Tuesday, April 09, 2019

Worthless


Worthless
Philippians 3:4-14[1]
When I was younger, I did something some of you may have done. I used to look over my resume from time to time. I had worked hard from before I even graduated High School, and it was satisfying at times to “review my progress.” I’m not particularly proud of that fact now. As I continued to “rack up” achievements—degrees, publications, speaking engagements, and honors—I continued to “review my progress” with satisfaction. And I expected that progress to continue. At the ripe old age of 31, as a brand, spanking new Seminary Professor, I had my whole career planned out before me. Of course, as it so often does, “life” intruded in my plans.
While I don’t think there’s anything wrong with having goals and feeling the satisfaction of meeting them, that aspect of my life just stopped being important somewhere along the way. It’s not that any of my achievements or plans were selfish or harmful or in any way dishonorable. I started serving the church before I graduated from High School! I simply lost interest in “reviewing my progress.” Maybe it was that life changed my plans so drastically I recognized that I needed more. I’d like to think that I “grew up” a bit and learned that life isn’t all about achievements. At some point I started focusing more on the present moment with the prayer, “into your hands I commend my life”! I realized that I needed God more than anything else.
It may be hard for us to understand St. Paul’s reasons for “boasting in the flesh” in our Scripture lesson from Philippians for today. His achievements belong to a very different time and place. But in essence, Paul is saying that came from an elite family, he attended the finest prep school, he knocked the top out of his test scores, made it into an Ivy League University, and graduated at the top of his class. Among the leadership of the Jewish people, he was known as a rising star. But on the road to Damascus, he met the living Christ, and everything changed for him. All that he valued previously suddenly became worthless in his eyes.
Again, it’s not as if there had been anything inherently wrong with most of Paul’s achievements. They were all noble and honorable. But they were his achievements. When he met Christ everything changed.
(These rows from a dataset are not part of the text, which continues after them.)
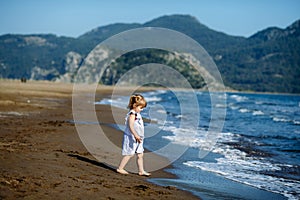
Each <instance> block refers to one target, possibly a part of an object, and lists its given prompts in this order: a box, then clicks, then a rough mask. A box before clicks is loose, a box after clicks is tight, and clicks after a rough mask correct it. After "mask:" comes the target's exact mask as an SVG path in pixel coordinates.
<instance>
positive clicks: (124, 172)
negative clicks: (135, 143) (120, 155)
mask: <svg viewBox="0 0 300 200" xmlns="http://www.w3.org/2000/svg"><path fill="white" fill-rule="evenodd" d="M131 157H132V155H128V156H123V158H122V160H121V162H120V165H119V168H118V169H117V172H119V173H120V174H128V172H127V171H126V170H125V169H124V168H125V166H126V164H127V163H128V161H129V160H130V158H131Z"/></svg>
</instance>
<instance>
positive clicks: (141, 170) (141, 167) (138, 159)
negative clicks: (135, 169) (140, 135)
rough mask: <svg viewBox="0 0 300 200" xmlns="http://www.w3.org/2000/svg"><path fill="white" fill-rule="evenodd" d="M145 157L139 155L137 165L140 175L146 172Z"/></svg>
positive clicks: (137, 154)
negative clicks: (145, 165) (141, 173)
mask: <svg viewBox="0 0 300 200" xmlns="http://www.w3.org/2000/svg"><path fill="white" fill-rule="evenodd" d="M143 156H144V154H143V153H138V154H137V159H136V163H137V166H138V168H139V174H140V173H143V172H144V171H145V170H144V158H143Z"/></svg>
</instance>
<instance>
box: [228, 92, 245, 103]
mask: <svg viewBox="0 0 300 200" xmlns="http://www.w3.org/2000/svg"><path fill="white" fill-rule="evenodd" d="M230 98H232V99H234V100H236V101H237V102H242V101H246V100H248V98H247V97H244V96H240V95H236V94H234V95H230Z"/></svg>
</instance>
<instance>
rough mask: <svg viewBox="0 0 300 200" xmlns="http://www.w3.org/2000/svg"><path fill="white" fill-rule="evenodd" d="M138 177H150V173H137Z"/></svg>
mask: <svg viewBox="0 0 300 200" xmlns="http://www.w3.org/2000/svg"><path fill="white" fill-rule="evenodd" d="M139 175H140V176H151V173H148V172H145V171H143V172H139Z"/></svg>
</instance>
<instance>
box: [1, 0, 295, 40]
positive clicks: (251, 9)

In comparison with the amazing gift of new life through faith in Jesus Christ, Paul says that he counted everything he once saw to be an advantage to him as a “loss.”  In fact he uses much stronger language than that. The holy Apostle himself says that in comparison with knowing Christ he now considered his previous achievements as rubbish, filth, or as the KJV so bluntly translates it, as dung! What he had previously valued was now worthless to him.
Part of what we have to understand here is that Paul was in the middle of a serious debate about what constitutes true faith. Other Christian preachers in Paul’s day were demanding that Gentiles first had to convert to Judaism before they could truly embrace the Christian faith. To some, that might have seemed logical. After all, the Scriptures of the Law and the Prophets served as the foundation not only for the teachings of the Apostles, but also of Jesus himself. And so it seemed logical that a person who came out of a pagan context would have to embrace the truth of the Jewish Scriptures before coming to faith in Christ.
But I think Paul knew by personal experience the major pitfall with that kind of approach. It makes salvation all about what we do, not about what God has done for us in Christ. Paul knew what it was to do one’s best to fulfill all expectations and yet to find that seeking your life in those self-achievements is ultimately hollow. He knew that it’s impossible to build one’s own “stairway to heaven” through doing all the “right” things. He knew that when it comes to ultimate things, like life and death, salvation and eternal destiny, we have to rely on God’s grace, not the works of our own hands.
So one side of Paul’s personal revelation is that it’s impossible to ever do enough good to earn God’s grace. But the other side is that we don’t have to! The reason he knew this was because he had discovered a whole new way of life centered in Christ. In this new life he found the fulfillment he could never find on his own. And it came to him purely as a gift from God, not as something he had reach for or work hard enough to achieve. In comparison with what he had gained in Christ, Paul could write the word “worthless” across his whole previous life.
That’s the way life works. When we accept it as a gift, we find the joy and peace we’ve always been looking for. When we go out and try to force life to work out the way we planned, we only make ourselves miserable (and perhaps those around us). To some extent, this Scripture lesson cuts against the grain of what makes sense to us. We think we’re supposed to do our best to work as hard as we can. And in fact, there’s nothing wrong with seeking to do well. But life teaches us that we can never find our sense of worth solely from these things.
That especially includes the notion that we could somehow “earn” God’s grace. If anyone could have done this, it was St. Paul. But as he discovered, it’s impossible to ever do enough to earn God’s grace. When it comes to our relationship with God, it’s not about what we do at all. In Christ, we receive everything God has to offer us as a gift. As Archbishop Desmond Tutu says it, “There is nothing we can do to make God love us more” and “there is nothing we can do to make God love us less."[2]


[1] © 2019 Alan Brehm. A sermon delivered by Rev. Dr. Alan Brehm on 4/7/2019 at Hickman Presbyterian Church, Hickman, NE.
[2] Desmond Tutu, God Has a Dream: A Vision of Hope for Our Time, 32.